- 2015.05.15
- インタビュー・対談
映像化不可能小説を映画にするアイディアが僕にはあった
掲載:CINEMA SQUARE
『イニシエーション・ラブ』(乾くるみ 著)
ジャンル :
#エンタメ・ミステリ
映像化不可能といわれた『イニシエーション・ラブ』の映画公開を来週に控え、雑誌「CINEMA SQUARE」に掲載された、著者・乾くるみさんのインタビューを公開します。
──『イニシエーション・ラブ』を映画にしたいという話がきた時、どのように思われましたか?
乾 映画の制作発表の時に出したコメントは「映像化は無理でしょう」という突き放したものだったんですが、そう言っておいて、試写会を観てから「いや参りました」と前言撤回する流れを作りたかったんですよ。プロレス的なノリで(笑)。実際は、映画化の話が来た時に、映像化するならそれ用のアイディアがあるので、それを使って欲しいと申し上げていて、そのアイディアをもとにした脚本も読ませていただき、いいものになるという確信はありました。
――映画用のアイディアも乾さんが提案されたのですか。
乾 この小説は10年前に発表したもので、その当時から、映像化は無理だろうと言われていて、でも僕には、こうしたら可能だという原案のようなものがあったんです。それはやったもの勝ちなので、早くやらないと誰かに先を超されてしまうかもしれないと心配していました。

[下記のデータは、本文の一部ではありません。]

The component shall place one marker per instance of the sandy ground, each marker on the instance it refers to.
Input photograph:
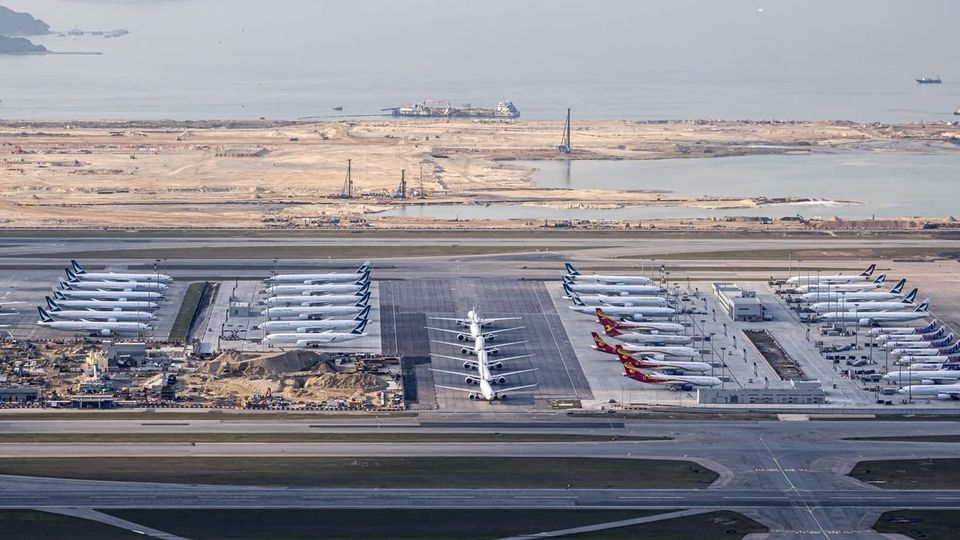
(289, 175)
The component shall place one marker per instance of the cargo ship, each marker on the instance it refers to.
(428, 109)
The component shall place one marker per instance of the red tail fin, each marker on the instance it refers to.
(602, 345)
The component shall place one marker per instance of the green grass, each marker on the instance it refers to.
(188, 310)
(920, 524)
(34, 525)
(426, 524)
(376, 472)
(910, 473)
(711, 526)
(318, 437)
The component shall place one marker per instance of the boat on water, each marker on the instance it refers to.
(428, 109)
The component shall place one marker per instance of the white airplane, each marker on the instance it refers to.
(939, 376)
(676, 382)
(846, 304)
(928, 352)
(103, 328)
(632, 312)
(312, 339)
(905, 329)
(318, 300)
(312, 312)
(77, 284)
(474, 318)
(840, 278)
(614, 300)
(316, 279)
(939, 391)
(869, 318)
(660, 352)
(57, 312)
(574, 275)
(863, 286)
(652, 363)
(102, 305)
(611, 290)
(638, 326)
(68, 292)
(828, 295)
(329, 288)
(113, 276)
(479, 346)
(305, 327)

――どんなアイデアを出されたかは、映画を観てのお楽しみですね。
乾 原作の小説ではある種のトリックを使っていますが、映画化するなら、映画のお約束を逆手に取ったトリックに置き換えるのが筋ですよね。あんまり言うとネタバレになっちゃうかな(笑)。
――そもそも、この小説を思い付いたいきさつは?
乾 宮部みゆきさんの小説「誰か Somebody」に、主人公の男性が妻と出会ったキッカケを振り返る回想シーンがあって、それがすごく好感を持たれるようなエピソードだったんです。読みながら、ベストセラー作家の書くものを見習わなきゃと思いながらも、僕が書くと、結局付き合っても大体別れるものだという話になってしまうだろうなあなんて考えていたところ、書き方を工夫すれば、最後の最後でびっくりするような話にできるかもと思い付いたんです。この作品が最初に本になったのは、原書房という出版社の本格ミステリー専門のレーベルだったので、ミステリーのはずなのに、読んでも読んでも恋愛の話ばかりで、一向に事件が起きないなぁと読んでいくうちに、最後に、ええっ!? と驚く話というのをあえて書いてみたという訳です。

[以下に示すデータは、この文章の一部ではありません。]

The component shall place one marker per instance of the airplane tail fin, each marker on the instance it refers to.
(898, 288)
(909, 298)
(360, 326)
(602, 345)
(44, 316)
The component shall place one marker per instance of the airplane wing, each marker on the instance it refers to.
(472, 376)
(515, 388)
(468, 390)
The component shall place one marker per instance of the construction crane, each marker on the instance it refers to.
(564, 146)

――'80年代を舞台にして、当時のヒット曲を章タイトルにした訳は?
乾 最初は、タロットカードの恋人のカードをモチーフにしようと思って、恋人は22枚あるタロットカードの6番目なので、6か月の話にして、1か月ごとに1曲タイトルを付けようと考えました。’80年代を舞台にしたのは、僕がそのころ大学生だったからで、当時流行った曲は、やっぱり胸にキュンとくるんですよ(笑)。そういう曲にインスパイアされて物語を書きました。
――A面、B面の2部構成にした訳は。
乾 最初、タイトルを仮に「恋人たちの季節」にしていたのですが、色々話を練っているうちに、A面、B面の2部構成にするアイディアが浮かんで、その時に「恋人たちのアルバム」に変えたんです。結局、タイトルはまた変わってしまったけれど、アルバムみたいに6曲ずつの構成は残りました。